No Sistema Penitenciário, “foram verificadas denúncias de superlotação de celas, tratamento cruel e degradante, e situações como as transferências de presos sem critério e comunicação ao Judiciário, pessoas encarceradas que não passaram por audiência de custódia e ausência de inspeções regulares dos órgãos de controle”.
CNJ, EM 2021
Em setembro de 2022, policiais penais, incluindo um diretor de presídio, passaram a ser investigados pela Controladoria Geral de Disciplina dos Órgãos de Segurança Pública e Sistema Penitenciário (CGD) por suspeita de torturar detentos, na Unidade Prisional Professor Olavo Oliveira II (UPPOO II) – antigo IPPOO II – em Itaitinga, na Região Metropolitana de Fortaleza (RMF).
O Núcleo de Investigação Criminal (Nuinc) do Ministério Público do Ceará e a Delegacia de Assuntos Internos (DAI) se desdobraram sobre diversos episódios de tortura praticados por policiais penais contra detentos do UPPOO II. Em outubro foram expedidos e cumpridos mandados de prisão contra os agentes.

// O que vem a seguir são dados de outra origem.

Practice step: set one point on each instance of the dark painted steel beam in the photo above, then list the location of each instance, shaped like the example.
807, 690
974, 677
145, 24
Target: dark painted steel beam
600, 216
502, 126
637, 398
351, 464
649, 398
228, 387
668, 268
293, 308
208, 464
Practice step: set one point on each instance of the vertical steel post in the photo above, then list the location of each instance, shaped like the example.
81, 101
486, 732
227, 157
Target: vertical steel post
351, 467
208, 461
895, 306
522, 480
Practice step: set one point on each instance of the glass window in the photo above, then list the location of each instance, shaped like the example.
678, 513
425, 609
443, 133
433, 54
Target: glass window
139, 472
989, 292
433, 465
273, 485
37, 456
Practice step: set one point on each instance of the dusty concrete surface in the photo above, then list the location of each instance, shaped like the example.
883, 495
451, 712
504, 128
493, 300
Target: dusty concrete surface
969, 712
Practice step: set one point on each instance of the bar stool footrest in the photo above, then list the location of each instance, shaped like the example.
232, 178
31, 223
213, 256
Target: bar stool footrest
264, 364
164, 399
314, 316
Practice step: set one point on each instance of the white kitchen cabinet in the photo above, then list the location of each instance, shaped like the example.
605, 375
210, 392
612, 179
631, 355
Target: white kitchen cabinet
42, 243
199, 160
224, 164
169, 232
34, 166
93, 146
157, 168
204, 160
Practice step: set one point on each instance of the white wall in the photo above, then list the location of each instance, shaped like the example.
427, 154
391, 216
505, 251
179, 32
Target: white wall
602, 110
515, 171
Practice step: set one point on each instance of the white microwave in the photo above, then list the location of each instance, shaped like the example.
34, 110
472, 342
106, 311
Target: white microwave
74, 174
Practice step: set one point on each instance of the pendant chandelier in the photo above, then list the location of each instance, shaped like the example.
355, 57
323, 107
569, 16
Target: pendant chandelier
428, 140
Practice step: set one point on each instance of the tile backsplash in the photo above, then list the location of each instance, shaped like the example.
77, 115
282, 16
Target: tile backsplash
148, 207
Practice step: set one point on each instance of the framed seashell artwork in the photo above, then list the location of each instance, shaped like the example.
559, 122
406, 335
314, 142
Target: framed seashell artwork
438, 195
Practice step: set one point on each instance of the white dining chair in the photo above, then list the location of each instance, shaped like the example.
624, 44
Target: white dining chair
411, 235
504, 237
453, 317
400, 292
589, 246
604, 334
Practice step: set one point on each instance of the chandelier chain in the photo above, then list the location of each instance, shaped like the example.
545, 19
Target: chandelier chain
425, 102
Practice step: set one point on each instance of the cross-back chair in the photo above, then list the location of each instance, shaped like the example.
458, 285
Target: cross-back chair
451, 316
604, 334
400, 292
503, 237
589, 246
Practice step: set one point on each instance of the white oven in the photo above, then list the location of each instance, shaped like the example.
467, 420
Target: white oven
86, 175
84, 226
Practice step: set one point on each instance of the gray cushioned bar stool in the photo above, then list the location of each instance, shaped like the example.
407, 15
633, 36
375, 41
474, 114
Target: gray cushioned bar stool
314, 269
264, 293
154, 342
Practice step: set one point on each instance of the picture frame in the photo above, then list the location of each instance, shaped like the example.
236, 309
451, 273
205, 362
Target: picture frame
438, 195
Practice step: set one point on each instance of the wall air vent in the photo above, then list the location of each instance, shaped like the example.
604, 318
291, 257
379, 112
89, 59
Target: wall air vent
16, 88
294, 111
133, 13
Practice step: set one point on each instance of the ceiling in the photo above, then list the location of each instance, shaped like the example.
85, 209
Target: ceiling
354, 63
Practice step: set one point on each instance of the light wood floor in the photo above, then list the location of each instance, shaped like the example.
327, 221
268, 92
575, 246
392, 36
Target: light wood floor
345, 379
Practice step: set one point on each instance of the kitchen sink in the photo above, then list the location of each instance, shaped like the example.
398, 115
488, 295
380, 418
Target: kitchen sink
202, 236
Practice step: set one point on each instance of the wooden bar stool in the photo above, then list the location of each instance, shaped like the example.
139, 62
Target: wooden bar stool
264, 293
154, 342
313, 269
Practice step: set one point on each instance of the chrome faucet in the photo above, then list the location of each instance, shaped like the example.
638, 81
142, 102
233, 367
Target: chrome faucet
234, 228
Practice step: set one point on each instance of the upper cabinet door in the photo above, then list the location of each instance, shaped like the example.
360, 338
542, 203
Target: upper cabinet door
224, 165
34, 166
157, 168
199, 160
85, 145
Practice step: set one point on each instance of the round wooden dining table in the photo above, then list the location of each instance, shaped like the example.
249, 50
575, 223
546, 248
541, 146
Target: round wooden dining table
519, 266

Em documentos que a reportagem teve acesso foi observado que ao invés de ser um equipamento para a ressocialização, o espaço se tornou palco de sessões de tortura, com enforcamento, inalação a gás e pisões na cabeça. Dentro do antigo IPPOO II, internos foram obrigados a beber ‘asseptol’ e banhados com água sanitária, conforme depoimentos das vítimas.
Já neste ano, a reportagem publicou um caso de tortura ocorrido na Casa de Privação Provisória de Liberdade Agente Elias Alves da Silva (CPPL IV). Um dos internos foi vítima de vários tiros de bala de borracha e teve o maxilar quebrado. A família dele só soube da situação dias depois, ao tentar visitá-lo na unidade e saber que o homem estava prestes a passar por cirurgia.
Foi este episódio que resultou no afastamento dos diretores da CPPL IV.